Staying Physically Active
Physical activity is important to staying in shape. As we get older, we get more sedentary. It’s important to get up and move. Staying active can mean riding a bike, taking yoga classes or doing Tai Chi. Dr. Hurd recommends a program called Go4Life that encourages older people to get active and offers exercises and other ways to stay in shape.
For your heart and lungs, it’s important to do aerobic exercise at least 30 minutes a day five days a week. Optimally you should be exercising every day. For aerobic exercises, you want to get your heart rate up to a certain level depending on your age. To calculate the maximum heart rate for your age, you should subtract your age from 220. The heart rate you should reach when exercising is about 65 to 85 percent of that.
You can use a Fitbit or check your heart rate by pressing two fingers to your wrist and counting off. Some exercise machines even calculate your heart rate for you and can tell you when you’re at an optimal heart rate. Aerobic exercises get your heart rate up and include walking, biking and swimming.
2. Strength Training
For your strength and balance, Dr. Hurd encourages weight or resistance training at least three times a week. Weight training and resistance training strengthen the muscle mass. There’s no set amount of time for how long you should be doing weight training; it depends on how long it takes you to do different exercises.
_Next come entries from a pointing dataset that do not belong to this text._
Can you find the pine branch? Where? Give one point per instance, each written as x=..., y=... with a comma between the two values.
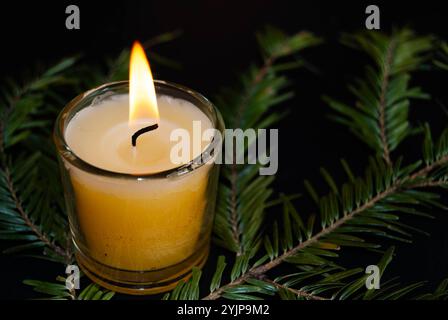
x=243, y=195
x=380, y=115
x=296, y=292
x=59, y=290
x=394, y=184
x=26, y=214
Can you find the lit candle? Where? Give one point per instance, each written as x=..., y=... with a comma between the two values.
x=135, y=231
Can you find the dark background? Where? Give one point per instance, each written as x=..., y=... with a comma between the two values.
x=218, y=42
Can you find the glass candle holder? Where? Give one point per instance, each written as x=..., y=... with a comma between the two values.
x=139, y=234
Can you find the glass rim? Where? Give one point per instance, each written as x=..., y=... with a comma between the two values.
x=68, y=154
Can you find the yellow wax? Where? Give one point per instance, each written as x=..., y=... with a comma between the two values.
x=136, y=224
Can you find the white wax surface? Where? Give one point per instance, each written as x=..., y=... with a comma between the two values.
x=100, y=135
Some people do circuit training where they work out each part of their body every time they go to the gym. Places like Gainesville Health and Fitness offer a circuit training program.
Other people work out a different part of their body or different parts of their body every time they go to the gym. For example, some days they might exercise the bottom part of their body, and other days they might exercise the top.
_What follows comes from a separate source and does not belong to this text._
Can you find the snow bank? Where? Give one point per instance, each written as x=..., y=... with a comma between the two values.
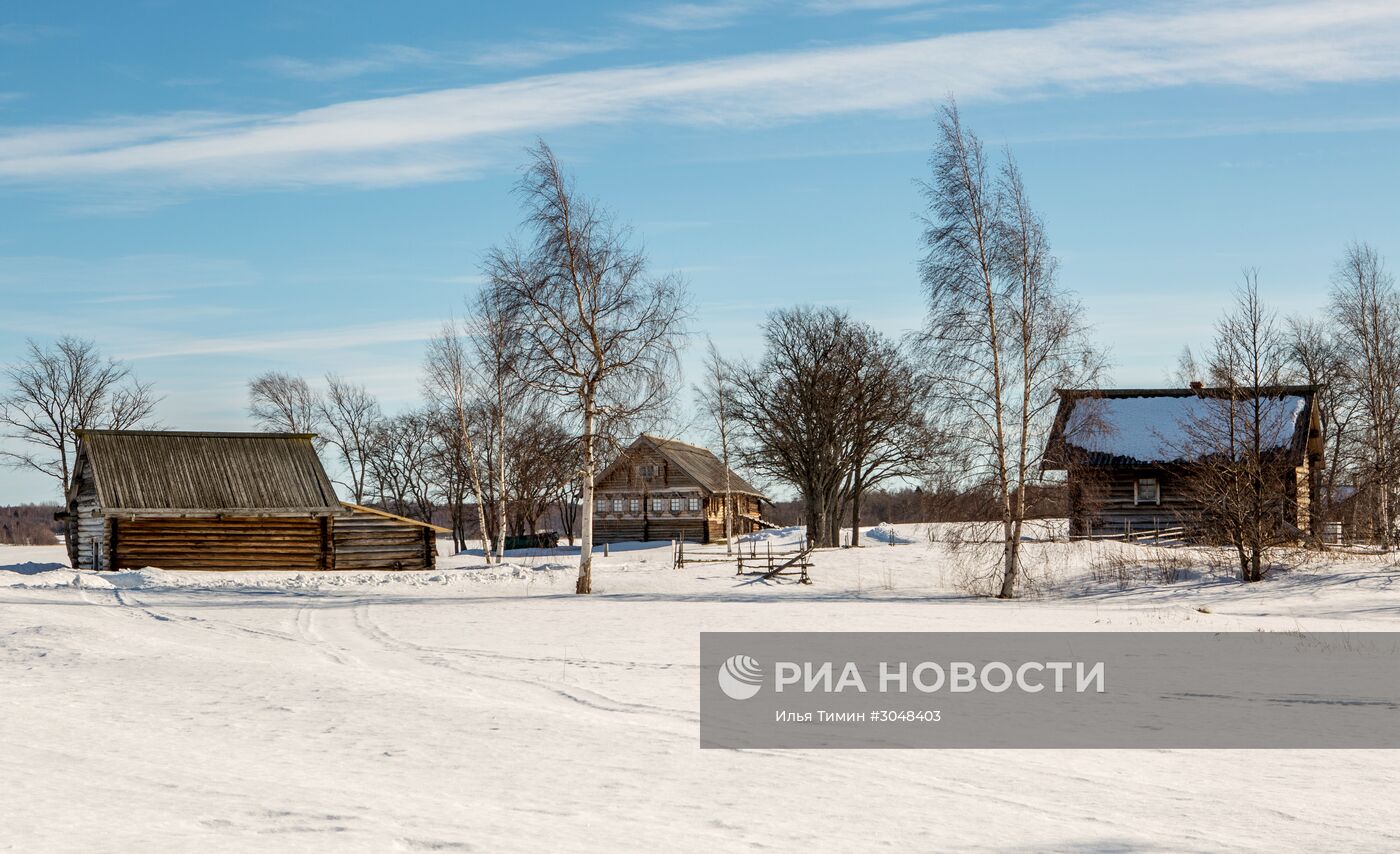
x=49, y=578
It doesn’t matter what exercises you do for resistance training as long as you are challenging your muscles. YouTube videos provide a schedule you can follow if you plan to exercise three days a week.
Keeping up to date with Immunizations and Screenings
For healthy aging, you want to keep up with immunizations and cancer screenings. This will help minimize the risk of disease. Follow up with your doctor at least annually if you’re healthy and periodically if you experience health issues. Make sure to stay on top of all health screenings to keep your body healthy.
Limiting Alcohol Intake and Maintaining a Healthy Diet
A British study found the best predictors of successful aging after adjustment for socioeconomic status are diet, exercise and not smoking. For women, alcohol intake is also important, and for men, work support is important.
Healthy diets are important and include limiting processed foods and eating more vegetables and lean protein. As people get older, they tend to not want to eat as much protein, but it’s important for a healthy diet. Protein doesn’t necessarily mean meat; you can get protein from nuts and soy.
As you age, you also most likely won’t need as many calories, but it’s important you’re getting the right amount of calories for your age and body type. Stay away from starchy foods like bread and potato. Starches are not the healthiest foods and can lead to decreased muscle mass. Try to eat more chicken and fish as a substitute.
Staying Socially Engaged and Mentally Active
While eating healthy and exercising are great ways to keep your body healthy, staying socially engaged and mentally active can also play an important part in slowing the onset of dementia.
1. Mental Activity
Mental activity includes almost anything cognitive. Examples include reading, working on puzzles, learning new things, and gathering new information as you get older.
2. Social Activity
Try not to be socially isolated. Get involved in group activities, whether it’s volunteering or going to church. Even taking a gym class with other people can make a difference. Continue to engage with the world and people around you.